Location
- East Lane Wembley, Middlesex, HA0 3NT England 51°33′47″N 0°18′38″W﻿ / ﻿51.56308°N 0.31056°W

Information
- Type: Academy
- Motto: Achievement For All
- Established: 1934
- Department for Education URN: 138457 Tables
- Ofsted: Reports
- Headteacher: Thomas Best
- Gender: Coeducational
- Age: 11 to 18
- Enrolment: 1400
- Colours: Blue and Red and white
- Website: http://www.whtc.co.uk/

= Wembley High Technology College =

Wembley High Technology College (also known as WHTC) is a coeducational secondary school and sixth form with academy status, situated in Brent, a borough situated in Greater London, England. WHTC is part of Wembley Multi-Academy Trust. The CEO is Beth Ragheb.

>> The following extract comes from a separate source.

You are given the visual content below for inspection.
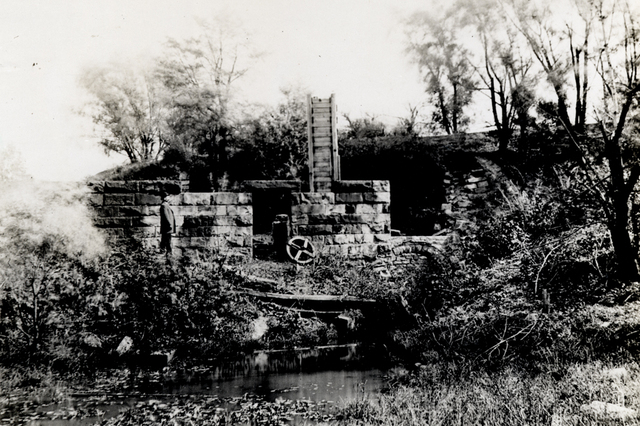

Formerly called East Lane County Secondary school since 1934, then Wembley High School from 1979, Wembley High Technology College was established in 2003 and is a popular and heavily oversubscribed secondary school. Tom Best is the current headteacher. Wembley High was assessed as 'Outstanding' by Ofsted and has achieved one of the top results in Brent . The Chair of Governors is Mr Alan McDougall, and the school's ward is located at Northwick Park.

The college has recently improved facilities, adding a new science block, maths block, 6th form block, several astroturf pitches, and a new hall. The school converted to academy status in August 2012 and joined Wembley Multi-Academy Trust in 2016.